Beginning Saturday, the nights are longer than the days for the first time since the Vernal Equinox in March. From now on, the cold bite of winter will likely be felt in the cold, darkening mornings, as shirts and shorts give way to coats and pants.
But the easiest way to know fall is here in the Eastern Sierra is the aspens. Most years, the high country is alive with blinding incandescent color: scarlet and tangerine and gold and crimson cascading down the mountains in sheets of living flame.
This year, though, is different.
Although the aspens are there—still aflame, still gorgeous—something has happened to dim their brilliance.
Driving toward Bridgeport, near the Conway Summit area you will see it—groves of aspens already devoid of their leaves weeks earlier than usual—without ever having turned to gold in the first place.

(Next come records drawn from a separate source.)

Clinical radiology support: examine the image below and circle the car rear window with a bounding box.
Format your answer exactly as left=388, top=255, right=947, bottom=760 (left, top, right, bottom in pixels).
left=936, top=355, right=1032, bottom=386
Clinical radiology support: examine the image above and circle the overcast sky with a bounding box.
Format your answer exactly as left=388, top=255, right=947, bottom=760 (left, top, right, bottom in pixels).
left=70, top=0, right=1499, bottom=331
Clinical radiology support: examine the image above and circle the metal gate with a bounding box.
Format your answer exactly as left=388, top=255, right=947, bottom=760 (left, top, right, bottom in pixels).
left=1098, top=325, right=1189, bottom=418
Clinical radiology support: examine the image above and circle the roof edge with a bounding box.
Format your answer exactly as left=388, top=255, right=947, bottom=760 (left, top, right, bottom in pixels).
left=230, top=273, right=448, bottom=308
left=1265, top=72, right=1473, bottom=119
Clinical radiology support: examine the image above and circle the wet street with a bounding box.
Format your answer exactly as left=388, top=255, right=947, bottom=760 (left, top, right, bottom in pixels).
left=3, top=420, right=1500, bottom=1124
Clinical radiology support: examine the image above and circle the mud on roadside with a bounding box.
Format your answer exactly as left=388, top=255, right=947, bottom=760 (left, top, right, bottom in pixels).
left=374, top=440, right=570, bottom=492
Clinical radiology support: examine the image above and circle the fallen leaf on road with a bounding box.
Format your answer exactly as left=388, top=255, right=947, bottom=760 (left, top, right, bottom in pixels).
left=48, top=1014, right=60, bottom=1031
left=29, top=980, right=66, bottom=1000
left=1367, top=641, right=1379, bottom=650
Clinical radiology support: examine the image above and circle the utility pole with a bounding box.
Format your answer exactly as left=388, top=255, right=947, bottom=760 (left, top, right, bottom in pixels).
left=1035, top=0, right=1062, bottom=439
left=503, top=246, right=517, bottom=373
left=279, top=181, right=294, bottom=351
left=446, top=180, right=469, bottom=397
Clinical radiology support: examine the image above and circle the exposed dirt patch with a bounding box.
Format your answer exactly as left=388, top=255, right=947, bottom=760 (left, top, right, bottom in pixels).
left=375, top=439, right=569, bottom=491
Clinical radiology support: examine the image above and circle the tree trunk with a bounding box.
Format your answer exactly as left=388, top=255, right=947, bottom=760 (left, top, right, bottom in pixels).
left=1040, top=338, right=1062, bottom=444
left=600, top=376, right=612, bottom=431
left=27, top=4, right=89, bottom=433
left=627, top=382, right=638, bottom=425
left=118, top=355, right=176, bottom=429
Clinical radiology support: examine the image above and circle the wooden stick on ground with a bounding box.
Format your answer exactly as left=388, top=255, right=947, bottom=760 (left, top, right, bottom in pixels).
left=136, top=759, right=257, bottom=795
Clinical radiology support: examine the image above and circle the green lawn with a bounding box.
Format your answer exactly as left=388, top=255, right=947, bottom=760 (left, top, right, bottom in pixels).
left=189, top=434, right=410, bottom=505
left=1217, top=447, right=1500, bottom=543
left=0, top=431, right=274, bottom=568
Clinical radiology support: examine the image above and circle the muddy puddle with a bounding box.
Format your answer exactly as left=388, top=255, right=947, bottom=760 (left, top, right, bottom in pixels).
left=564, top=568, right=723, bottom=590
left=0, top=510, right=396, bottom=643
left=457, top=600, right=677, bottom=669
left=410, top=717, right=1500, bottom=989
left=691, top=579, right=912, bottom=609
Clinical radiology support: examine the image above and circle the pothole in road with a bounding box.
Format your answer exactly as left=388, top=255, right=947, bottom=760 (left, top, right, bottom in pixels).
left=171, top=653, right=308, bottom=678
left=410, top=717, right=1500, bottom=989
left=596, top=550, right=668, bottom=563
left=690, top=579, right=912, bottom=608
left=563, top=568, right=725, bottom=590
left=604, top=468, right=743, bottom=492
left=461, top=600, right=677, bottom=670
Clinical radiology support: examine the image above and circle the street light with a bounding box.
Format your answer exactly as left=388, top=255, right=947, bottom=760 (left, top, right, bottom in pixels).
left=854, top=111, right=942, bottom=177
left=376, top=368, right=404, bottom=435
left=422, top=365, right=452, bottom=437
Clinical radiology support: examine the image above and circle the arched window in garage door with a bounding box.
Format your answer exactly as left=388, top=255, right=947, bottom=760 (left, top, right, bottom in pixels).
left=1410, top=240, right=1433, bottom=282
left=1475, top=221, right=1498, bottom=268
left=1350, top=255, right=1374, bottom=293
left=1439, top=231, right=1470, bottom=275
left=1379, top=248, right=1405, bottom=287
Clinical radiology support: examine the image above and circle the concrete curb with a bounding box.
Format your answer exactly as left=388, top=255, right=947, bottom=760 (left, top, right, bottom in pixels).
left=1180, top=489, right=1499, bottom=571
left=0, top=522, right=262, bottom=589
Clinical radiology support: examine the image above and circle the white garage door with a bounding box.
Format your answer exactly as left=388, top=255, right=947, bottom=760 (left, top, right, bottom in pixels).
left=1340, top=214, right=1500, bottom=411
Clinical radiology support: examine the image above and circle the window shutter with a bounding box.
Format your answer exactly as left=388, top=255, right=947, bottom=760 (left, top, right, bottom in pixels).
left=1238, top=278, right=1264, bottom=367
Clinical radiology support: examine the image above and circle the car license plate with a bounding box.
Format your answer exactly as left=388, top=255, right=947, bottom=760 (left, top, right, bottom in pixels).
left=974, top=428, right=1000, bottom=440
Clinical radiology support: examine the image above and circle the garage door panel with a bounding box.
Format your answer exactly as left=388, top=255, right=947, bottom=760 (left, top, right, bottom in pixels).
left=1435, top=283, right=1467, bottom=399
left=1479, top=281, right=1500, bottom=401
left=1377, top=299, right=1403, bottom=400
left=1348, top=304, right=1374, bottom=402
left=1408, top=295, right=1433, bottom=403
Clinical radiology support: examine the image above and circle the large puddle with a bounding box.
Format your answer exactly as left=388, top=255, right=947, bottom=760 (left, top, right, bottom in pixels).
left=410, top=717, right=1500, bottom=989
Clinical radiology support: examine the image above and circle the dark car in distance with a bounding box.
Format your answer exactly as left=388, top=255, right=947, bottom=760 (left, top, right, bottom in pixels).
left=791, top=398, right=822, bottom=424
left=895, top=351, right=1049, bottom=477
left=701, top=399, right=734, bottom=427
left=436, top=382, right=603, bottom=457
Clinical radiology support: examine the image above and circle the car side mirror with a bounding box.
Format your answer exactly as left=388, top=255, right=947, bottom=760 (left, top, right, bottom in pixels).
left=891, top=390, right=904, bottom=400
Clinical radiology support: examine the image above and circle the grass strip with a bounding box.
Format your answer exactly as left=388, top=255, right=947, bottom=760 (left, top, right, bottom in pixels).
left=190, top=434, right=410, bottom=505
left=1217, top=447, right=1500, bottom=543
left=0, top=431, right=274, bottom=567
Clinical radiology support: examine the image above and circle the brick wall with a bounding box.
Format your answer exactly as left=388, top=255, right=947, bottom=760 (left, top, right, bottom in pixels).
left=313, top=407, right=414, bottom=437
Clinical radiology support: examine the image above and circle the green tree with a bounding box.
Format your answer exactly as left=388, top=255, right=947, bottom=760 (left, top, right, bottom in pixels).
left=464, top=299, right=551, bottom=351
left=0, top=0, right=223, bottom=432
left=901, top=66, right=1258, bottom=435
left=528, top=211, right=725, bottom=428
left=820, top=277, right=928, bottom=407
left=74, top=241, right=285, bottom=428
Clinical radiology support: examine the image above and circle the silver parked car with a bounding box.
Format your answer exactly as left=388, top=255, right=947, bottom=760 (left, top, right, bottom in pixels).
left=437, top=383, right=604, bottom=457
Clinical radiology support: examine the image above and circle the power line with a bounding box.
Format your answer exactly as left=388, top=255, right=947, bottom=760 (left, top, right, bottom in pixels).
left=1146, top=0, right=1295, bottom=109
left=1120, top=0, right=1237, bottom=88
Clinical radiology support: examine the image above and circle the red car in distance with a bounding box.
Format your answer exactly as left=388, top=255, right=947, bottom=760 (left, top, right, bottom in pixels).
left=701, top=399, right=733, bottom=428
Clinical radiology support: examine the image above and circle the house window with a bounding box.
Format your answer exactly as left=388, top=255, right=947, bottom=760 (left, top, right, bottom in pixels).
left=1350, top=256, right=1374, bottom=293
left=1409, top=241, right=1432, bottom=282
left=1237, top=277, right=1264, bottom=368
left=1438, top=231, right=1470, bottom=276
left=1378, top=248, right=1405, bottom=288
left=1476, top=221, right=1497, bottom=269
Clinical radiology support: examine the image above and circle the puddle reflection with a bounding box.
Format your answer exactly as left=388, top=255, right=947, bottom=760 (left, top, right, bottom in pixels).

Other groves—near Green Creek and Virginia Creek, near North Lake outside of Bishop—look lacy, like many of their leaves are missing or shrunk in size.
“There was a freeze in June that came just as the leaves were beginning to unfurl,” said Connie Millar, a Department of Agriculture paleoecologist who has spent many years studying trees and climate in the Eastern Sierra.
“That freeze killed many of the buds. They are very vulnerable at this time.”
Many other leaves, already more mature, turned black and curled around the edges, leaving the leaves in a kind of suspended animation where they never reached their fully mature size, she said.
The summer and fall has been windy, too, leaving some groves already leafless.
The result has been “reduced density” in many groves of aspens in the Eastern Sierra, like those beneath Dunderberg Peak (between Virginia Creek and Green Creek), where whole hillsides of aspens already look like the leafless groves of mid-winter.
To add insult to injury, the aspens also suffered another blow that might affect the color show this autumn.
“The dry winter meant some aspens didn’t get enough water for their leaves to develop their full sugar content,” Millar said. Leaves convert sunlight to sugars, which in turn nourish the tree, she said.
“There is still some confusion about the color changes of deciduous trees, but in the summer, trees absorb as much sunlight as they can and convert it to nutrients,” she said. “Day length triggers the sugars to begin to move back into the trunks and roots.”
When the green chlorophyll fades from the leaves, the colors left behind are the reds and yellows, she said.
It is possible the dry conditions this summer affected the trees’ overall health this summer, meaning the groves of aspens are less robust, which could also affect the overall density of the groves.
The good news is that the situation in the Eastern Sierra is due to specific events—in particular the June freeze—unlike the massive die-off of aspens in the Rocky Mountains, which is still poorly understood by scientists.
“This ‘Sudden Aspen Decline’ (SAD) has not been a problem for California,” Millar said. The SAD phenomenon has left large swaths of Colorado, Arizona and other Western states bereft of their aspen groves, and scientists are still unclear as to why, although some evidence points to climate change factors.
But California’s aspens are already more resilient to warming temperatures due to the state’s location.
“Our trees are already exposed to our Mediterranean climate (hot, dry summers and mild, wet winters) and that helps to insulate us, at least as of now,” she said.